Python's scipy spatial KD-tree is slower than brute force euclidean distances?

Question

I've quickly checked the performance of building a tree and querying it versus just calculating all the euclidean distances. If I query this tree for all other points within a radius, shouldn't it vastly outperform the brute force approach?

Does anyone know why my test code yields these different results? Am I using it wrong? Is the test case unfit for kd-trees?

PS: This is a reduced proof-of-concept version of the code I used. The full code where I also store and transform the results can be found here, but it yields the same results.

Imports

import numpy as np
from time import time
from scipy.spatial import KDTree as kd
from functools import reduce
import matplotlib.pyplot as plt

Implementations

def euclid(c, cs, r):
    return ((cs[:,0] - c[0]) ** 2 + (cs[:,1] - c[1]) ** 2 + (cs[:,2] - c[2]) ** 2) < r ** 2

def find_nn_naive(cells, radius):
    for i in range(len(cells)):
        cell = cells[i]
        cands = euclid(cell, cells, radius)

def find_nn_kd_seminaive(cells, radius):
    tree = kd(cells)
    for i in range(len(cells)):
        res = tree.query_ball_point(cells[i], radius)
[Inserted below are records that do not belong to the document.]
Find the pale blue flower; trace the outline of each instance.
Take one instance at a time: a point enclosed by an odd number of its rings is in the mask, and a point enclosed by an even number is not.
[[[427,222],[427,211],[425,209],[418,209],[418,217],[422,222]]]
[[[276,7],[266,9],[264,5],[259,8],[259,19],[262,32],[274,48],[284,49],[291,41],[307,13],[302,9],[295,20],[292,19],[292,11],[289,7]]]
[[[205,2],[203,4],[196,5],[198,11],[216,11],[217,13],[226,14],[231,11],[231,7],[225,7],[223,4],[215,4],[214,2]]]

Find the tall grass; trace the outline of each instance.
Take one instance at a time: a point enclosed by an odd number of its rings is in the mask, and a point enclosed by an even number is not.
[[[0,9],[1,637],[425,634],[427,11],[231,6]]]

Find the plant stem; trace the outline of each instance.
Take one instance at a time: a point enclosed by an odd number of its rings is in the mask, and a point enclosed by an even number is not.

def find_nn_kd_by_tree(cells, radius):
    tree = kd(cells)
    res =  tree.query_ball_tree(tree, radius)

Test setup

min_iter = 5000
max_iter = 10000
step_iter = 1000

rng = range(min_iter, max_iter, step_iter)
elapsed_naive = np.zeros(len(rng))
elapsed_kd_sn = np.zeros(len(rng))
elapsed_kd_tr = np.zeros(len(rng))

ei = 0
for i in rng:
    random_cells = np.random.rand(i, 3) * 400.
    t = time()
    r1 = find_nn_naive(random_cells, 50.)
    elapsed_naive[ei] = time() - t
    t = time()
    r2 = find_nn_kd_seminaive(random_cells, 50.)
    elapsed_kd_sn[ei] = time() - t
    t = time()
    r3 = find_nn_kd_by_tree(random_cells, 50.)
    elapsed_kd_tr[ei] = time() - t
    ei += 1

Plot

plt.plot(rng, elapsed_naive, label='naive')
plt.plot(rng, elapsed_kd_sn, label='semi kd')
plt.plot(rng, elapsed_kd_tr, label='full kd')
plt.legend()
plt.show(block=True)

Spoiler alert: your naive implementations do not return anything — norok2
– norok2, Commented Sep 19, 2019 at 12:10
I know, check the full code, there it does return stuff. I'm not using the return values either in this PoC. I'm just letting it calculate — Robin De Schepper
– Robin De Schepper, Commented Sep 19, 2019 at 12:11
In my experience, scipy.spatial.cKDTree is substantially faster than the pure python implementation. cKDTree has exactly the same methods, etc, so you just need to change your import statement. Do your timing results hold in that case, too? Also, could you profile your functions to check whether most of the time is spent building the tree or querying it? The query times can often be improved by specifying a more suitable leafsize parameter. — Paul Brodersen
– Paul Brodersen, Commented Sep 19, 2019 at 12:17
Wow ... The difference with cKDTree is amazing! The plot looks like this now: imgur.com/m5JXyGT — Robin De Schepper
– Robin De Schepper, Commented Sep 19, 2019 at 12:20
It's complicated, and data set dependent, so the only way to find a good leaf size is by running tests on real data. When you run these tests on real data, make sure to time tree construction and querying separately, at least if you will re-use trees for multiple queries. This article from one of the authors of the sklearn implementation touches on the main points without getting too technical. Might be worth benchmarking the sklearn implementation as well. — Paul Brodersen
– Paul Brodersen, Commented Sep 19, 2019 at 13:06

norok2 · Accepted Answer · 2019-09-19 17:11:55Z

5

As documented in scipy.spatial.KDTree():

For large dimensions (20 is already large) do not expect this to run significantly faster than brute force. High-dimensional nearest-neighbor queries are a substantial open problem in computer science.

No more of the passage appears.